As part of a panel that included offshore firms such as Equinor, Seadrill and Wood, Mr Edem said during the Future Oil and Gas Conference in Aberdeen that he was keen to unleash the data potential of his company.

He said: “The first action should be looking at what we’re getting from our rigs, looking at what’s going between our finance systems, our maintenance systems, HR systems. We have multiple systems generating exabytes of data and we’re only scratching the surface. And we have a lot of people in companies spending half their lives extracting information from the systems, faffing around on [Microsoft] Excel and providing reports.

“I admire what people are doing with datalakes, but actually what I’m interested in is maximising the value of information that we are retrieving within our organisation. Rather than just sitting on proprietary systems on other people’s clouds.”

Mr Edem said that although he has witnessed a cultural change in terms of the utilization of data, he felt the pace of change has been slower in oil and gas due to complacency and a lack of urgency not seen in other industries.

He said: “This transformation has happened not because people wanted it to happen but because they had no other choice. In our industry, with the low oil price, it’s brought us maybe closer but the appetite for it, I think has not quite caught onto the level it probably should. If you look at banking, retail and the rest, I think we’re there to an extent, but we’re not there yet. And the oil price is creeping back up.

“If I had a pound for every time somebody told me “I’ve been doing this for 30 years or 40 years” I’d be really rich. But the reality is that there’s hope for the appetite to change. I think there is a lot of change in people’s personal lives and we have a more informed staff coming in to our organisation who are used to the digital way of living in their personal and consumer worlds wondering why we’ve been working the same way for the last few decades. It’s a business driven transformation that we need.”

With other panel members agreeing that the industry has been slow to change, Mr Edem said that he felt that the uptake in digital data has been held back by issues surrounding communication and adequately selling the digital vision to operators.

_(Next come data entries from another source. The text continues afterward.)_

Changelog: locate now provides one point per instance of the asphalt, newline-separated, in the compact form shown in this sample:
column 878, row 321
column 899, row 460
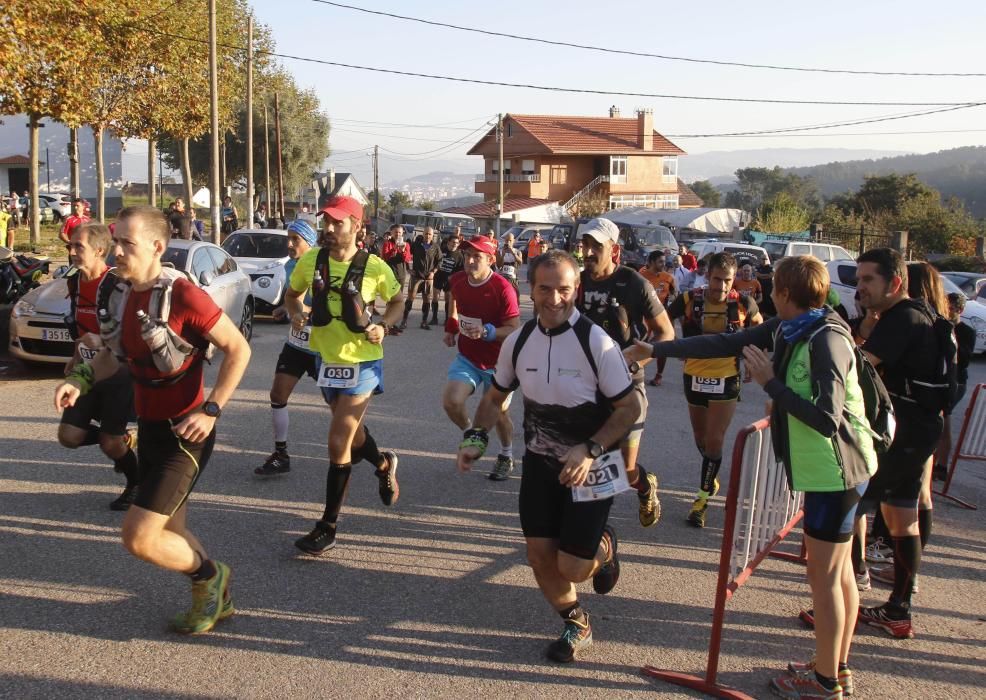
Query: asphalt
column 429, row 598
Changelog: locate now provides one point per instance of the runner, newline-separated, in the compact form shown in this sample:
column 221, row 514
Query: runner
column 625, row 305
column 110, row 403
column 712, row 386
column 350, row 349
column 176, row 428
column 425, row 255
column 296, row 358
column 484, row 311
column 562, row 364
column 663, row 283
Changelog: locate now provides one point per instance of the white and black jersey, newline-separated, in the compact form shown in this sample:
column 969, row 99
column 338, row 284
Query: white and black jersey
column 568, row 375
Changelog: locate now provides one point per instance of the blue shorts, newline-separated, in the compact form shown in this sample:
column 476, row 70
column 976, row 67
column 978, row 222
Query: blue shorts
column 370, row 380
column 830, row 515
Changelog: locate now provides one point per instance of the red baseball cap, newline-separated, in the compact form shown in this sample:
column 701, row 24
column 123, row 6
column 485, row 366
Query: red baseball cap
column 484, row 244
column 340, row 207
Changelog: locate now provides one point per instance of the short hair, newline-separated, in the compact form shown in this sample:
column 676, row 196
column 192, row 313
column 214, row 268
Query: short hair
column 924, row 282
column 553, row 258
column 804, row 278
column 97, row 235
column 889, row 263
column 151, row 219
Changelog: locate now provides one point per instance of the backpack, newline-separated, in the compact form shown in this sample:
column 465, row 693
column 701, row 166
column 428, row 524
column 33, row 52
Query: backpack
column 879, row 408
column 354, row 313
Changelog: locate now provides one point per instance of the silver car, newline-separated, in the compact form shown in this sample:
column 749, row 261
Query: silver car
column 38, row 332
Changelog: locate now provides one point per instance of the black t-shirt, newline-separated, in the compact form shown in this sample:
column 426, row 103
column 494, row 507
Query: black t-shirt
column 904, row 341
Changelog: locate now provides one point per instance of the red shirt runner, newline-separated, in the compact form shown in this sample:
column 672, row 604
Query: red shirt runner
column 494, row 301
column 193, row 314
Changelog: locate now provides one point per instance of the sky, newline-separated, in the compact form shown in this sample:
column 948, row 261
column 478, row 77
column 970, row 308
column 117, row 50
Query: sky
column 877, row 35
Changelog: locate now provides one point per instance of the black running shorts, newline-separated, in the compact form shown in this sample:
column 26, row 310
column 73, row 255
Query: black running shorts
column 296, row 362
column 169, row 465
column 109, row 403
column 715, row 389
column 547, row 510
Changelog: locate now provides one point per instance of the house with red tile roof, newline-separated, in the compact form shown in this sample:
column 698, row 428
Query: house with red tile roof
column 615, row 161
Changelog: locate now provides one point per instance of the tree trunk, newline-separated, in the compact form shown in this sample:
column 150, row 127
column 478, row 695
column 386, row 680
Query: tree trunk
column 33, row 182
column 186, row 173
column 151, row 184
column 97, row 142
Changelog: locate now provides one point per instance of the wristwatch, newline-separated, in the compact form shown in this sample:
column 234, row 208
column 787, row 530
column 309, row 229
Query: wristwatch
column 595, row 449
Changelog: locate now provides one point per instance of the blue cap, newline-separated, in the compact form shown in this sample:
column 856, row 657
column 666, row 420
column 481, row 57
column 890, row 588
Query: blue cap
column 304, row 229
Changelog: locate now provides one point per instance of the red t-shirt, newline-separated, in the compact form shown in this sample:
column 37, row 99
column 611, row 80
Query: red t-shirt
column 193, row 314
column 494, row 301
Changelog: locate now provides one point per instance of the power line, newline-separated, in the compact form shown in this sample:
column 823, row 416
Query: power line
column 642, row 54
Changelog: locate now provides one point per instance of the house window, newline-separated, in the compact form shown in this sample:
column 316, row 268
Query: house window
column 670, row 168
column 618, row 169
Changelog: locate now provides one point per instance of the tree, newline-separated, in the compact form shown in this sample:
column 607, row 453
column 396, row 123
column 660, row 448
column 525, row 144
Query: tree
column 707, row 192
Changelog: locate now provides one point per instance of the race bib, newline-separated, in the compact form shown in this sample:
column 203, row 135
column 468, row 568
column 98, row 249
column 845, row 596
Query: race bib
column 607, row 477
column 299, row 339
column 338, row 376
column 709, row 385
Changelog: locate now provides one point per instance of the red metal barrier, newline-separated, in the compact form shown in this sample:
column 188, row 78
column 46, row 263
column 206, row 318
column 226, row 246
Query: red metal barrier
column 971, row 443
column 757, row 492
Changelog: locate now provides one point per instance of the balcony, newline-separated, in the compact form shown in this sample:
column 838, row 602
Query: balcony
column 482, row 177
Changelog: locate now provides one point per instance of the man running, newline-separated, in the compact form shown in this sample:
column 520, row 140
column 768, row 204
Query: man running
column 110, row 403
column 712, row 387
column 625, row 305
column 483, row 312
column 563, row 364
column 177, row 429
column 344, row 281
column 426, row 255
column 296, row 358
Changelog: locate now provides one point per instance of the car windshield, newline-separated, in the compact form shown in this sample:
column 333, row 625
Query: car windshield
column 256, row 245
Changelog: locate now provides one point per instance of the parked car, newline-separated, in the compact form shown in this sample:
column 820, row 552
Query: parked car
column 262, row 254
column 37, row 328
column 843, row 276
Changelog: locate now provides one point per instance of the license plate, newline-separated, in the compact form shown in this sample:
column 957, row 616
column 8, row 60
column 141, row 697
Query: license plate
column 338, row 376
column 607, row 477
column 709, row 385
column 57, row 334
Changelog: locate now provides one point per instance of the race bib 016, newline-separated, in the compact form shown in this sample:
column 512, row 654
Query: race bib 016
column 709, row 385
column 607, row 477
column 338, row 376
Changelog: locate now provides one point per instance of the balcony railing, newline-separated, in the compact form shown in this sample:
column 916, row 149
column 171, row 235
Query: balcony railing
column 508, row 178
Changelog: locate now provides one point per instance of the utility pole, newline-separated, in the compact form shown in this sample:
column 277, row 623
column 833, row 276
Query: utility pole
column 280, row 163
column 250, row 207
column 213, row 126
column 499, row 196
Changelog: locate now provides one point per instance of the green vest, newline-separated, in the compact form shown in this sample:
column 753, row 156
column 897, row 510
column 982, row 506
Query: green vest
column 816, row 464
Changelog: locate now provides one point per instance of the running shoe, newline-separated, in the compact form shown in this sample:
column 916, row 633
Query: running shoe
column 208, row 599
column 605, row 579
column 318, row 541
column 795, row 687
column 125, row 499
column 897, row 625
column 502, row 469
column 278, row 463
column 389, row 489
column 798, row 668
column 649, row 511
column 573, row 639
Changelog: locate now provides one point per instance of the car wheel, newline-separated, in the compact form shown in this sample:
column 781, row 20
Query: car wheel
column 246, row 320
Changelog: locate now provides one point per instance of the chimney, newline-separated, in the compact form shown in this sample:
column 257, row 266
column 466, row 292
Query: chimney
column 645, row 129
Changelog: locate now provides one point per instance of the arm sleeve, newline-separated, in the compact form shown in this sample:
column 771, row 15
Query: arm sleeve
column 721, row 344
column 831, row 362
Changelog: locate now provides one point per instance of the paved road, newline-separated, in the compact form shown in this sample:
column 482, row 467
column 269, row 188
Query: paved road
column 429, row 598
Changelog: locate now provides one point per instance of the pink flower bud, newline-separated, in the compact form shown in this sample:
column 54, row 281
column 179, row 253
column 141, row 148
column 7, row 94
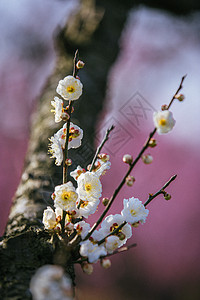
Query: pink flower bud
column 80, row 64
column 147, row 159
column 105, row 263
column 68, row 162
column 180, row 97
column 130, row 180
column 128, row 159
column 87, row 268
column 152, row 143
column 105, row 201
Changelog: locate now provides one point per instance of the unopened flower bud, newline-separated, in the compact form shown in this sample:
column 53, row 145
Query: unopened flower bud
column 130, row 180
column 164, row 107
column 87, row 268
column 121, row 236
column 128, row 159
column 67, row 109
column 68, row 162
column 105, row 263
column 152, row 143
column 147, row 159
column 104, row 157
column 65, row 116
column 167, row 196
column 105, row 201
column 180, row 97
column 136, row 224
column 80, row 64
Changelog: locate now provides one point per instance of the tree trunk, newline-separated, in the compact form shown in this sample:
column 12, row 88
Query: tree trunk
column 95, row 31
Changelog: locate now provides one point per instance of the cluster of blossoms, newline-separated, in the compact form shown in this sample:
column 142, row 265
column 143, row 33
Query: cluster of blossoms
column 73, row 202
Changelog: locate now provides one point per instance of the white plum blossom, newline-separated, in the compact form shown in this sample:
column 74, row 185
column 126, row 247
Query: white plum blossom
column 75, row 136
column 163, row 121
column 92, row 251
column 89, row 186
column 77, row 172
column 70, row 88
column 50, row 283
column 82, row 228
column 87, row 207
column 111, row 222
column 134, row 211
column 49, row 218
column 58, row 109
column 112, row 243
column 65, row 196
column 101, row 167
column 59, row 139
column 55, row 149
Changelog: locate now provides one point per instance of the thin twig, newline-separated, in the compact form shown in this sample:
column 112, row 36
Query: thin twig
column 120, row 186
column 112, row 233
column 151, row 197
column 65, row 151
column 120, row 250
column 106, row 137
column 179, row 88
column 131, row 166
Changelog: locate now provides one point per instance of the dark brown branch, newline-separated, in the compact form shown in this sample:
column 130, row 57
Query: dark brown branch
column 131, row 166
column 112, row 233
column 106, row 137
column 120, row 186
column 179, row 88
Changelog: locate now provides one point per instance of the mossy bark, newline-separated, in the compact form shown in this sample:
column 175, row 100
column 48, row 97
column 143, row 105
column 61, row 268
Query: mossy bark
column 95, row 31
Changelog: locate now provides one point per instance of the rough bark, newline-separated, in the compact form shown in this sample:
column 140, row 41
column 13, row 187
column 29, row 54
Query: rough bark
column 95, row 31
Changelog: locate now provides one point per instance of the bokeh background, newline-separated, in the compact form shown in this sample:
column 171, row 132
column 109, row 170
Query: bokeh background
column 158, row 45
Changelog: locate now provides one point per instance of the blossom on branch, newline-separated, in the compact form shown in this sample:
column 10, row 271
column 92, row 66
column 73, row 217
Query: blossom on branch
column 163, row 121
column 58, row 109
column 55, row 149
column 112, row 243
column 111, row 223
column 70, row 88
column 82, row 228
column 77, row 172
column 65, row 196
column 92, row 251
column 134, row 211
column 87, row 207
column 89, row 186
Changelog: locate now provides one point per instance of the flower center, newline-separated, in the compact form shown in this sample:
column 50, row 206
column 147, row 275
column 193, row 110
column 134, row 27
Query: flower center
column 162, row 122
column 66, row 196
column 113, row 227
column 133, row 212
column 88, row 187
column 70, row 89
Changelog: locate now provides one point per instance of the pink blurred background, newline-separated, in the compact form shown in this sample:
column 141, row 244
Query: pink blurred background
column 157, row 49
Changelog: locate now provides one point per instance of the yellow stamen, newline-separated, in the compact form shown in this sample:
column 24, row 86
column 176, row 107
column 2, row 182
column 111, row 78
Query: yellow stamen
column 88, row 187
column 66, row 196
column 162, row 122
column 70, row 89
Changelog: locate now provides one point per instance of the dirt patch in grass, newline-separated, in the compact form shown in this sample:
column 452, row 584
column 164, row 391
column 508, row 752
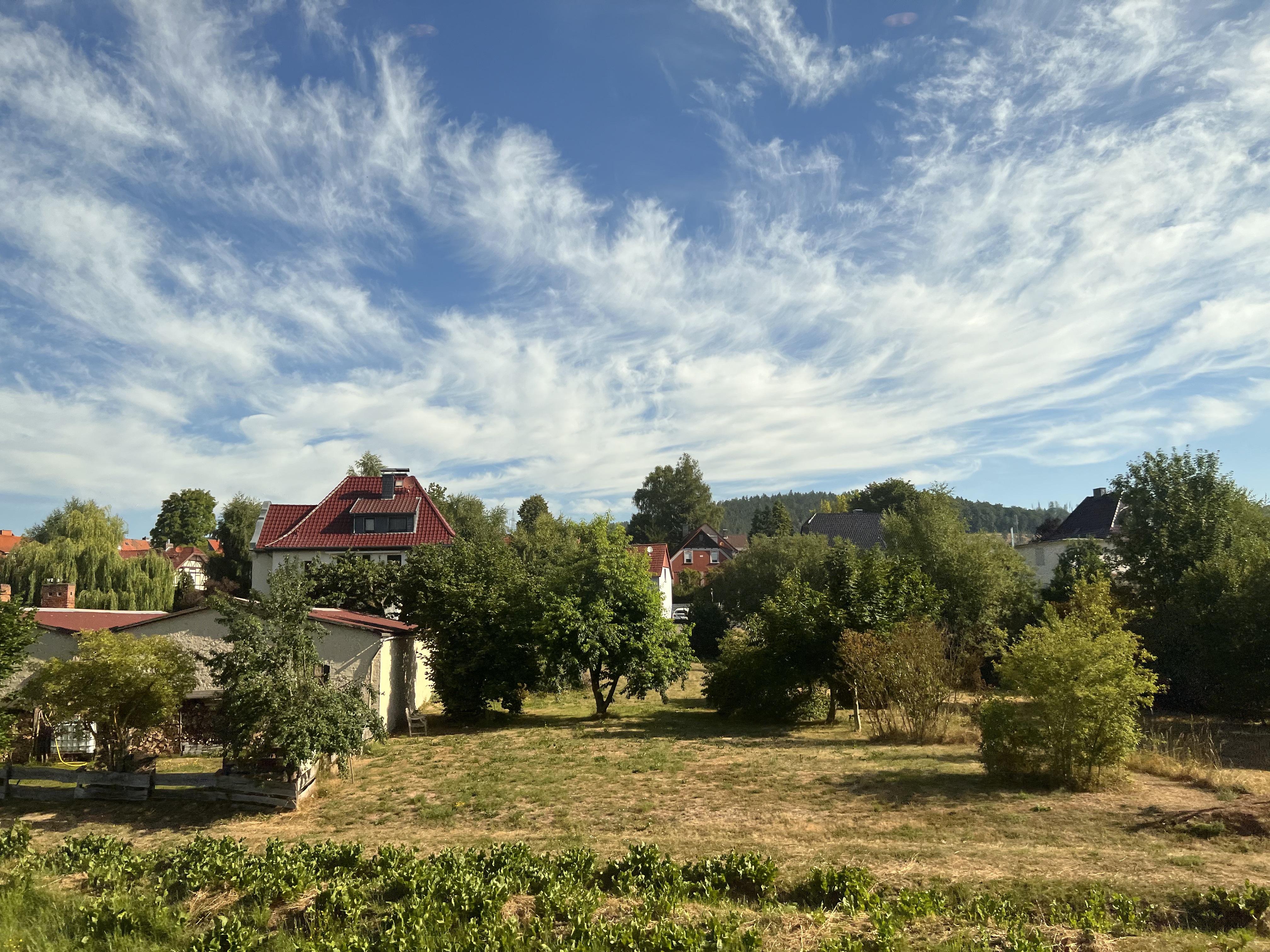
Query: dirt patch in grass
column 699, row 785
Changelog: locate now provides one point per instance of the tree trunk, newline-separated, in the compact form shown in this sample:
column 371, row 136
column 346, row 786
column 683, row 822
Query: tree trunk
column 599, row 694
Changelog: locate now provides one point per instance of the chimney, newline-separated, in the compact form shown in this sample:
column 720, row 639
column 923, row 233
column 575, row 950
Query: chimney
column 58, row 594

Quizzed by an audience member as to why the pace of digital change has been slow in oil and gas, Mr Edem said: “I think it’s the language used. When I go to a chief finance officer I don’t talk digital. I look at the problems they have from a finance perspective and tell him how I believe we can actually cut costs.

“I feel that quite often when we are speaking to vendors the challenge is that we’re talking about products when we should be saying ‘I can solve that problem’. I think that’s what we need in the industry a bit more.”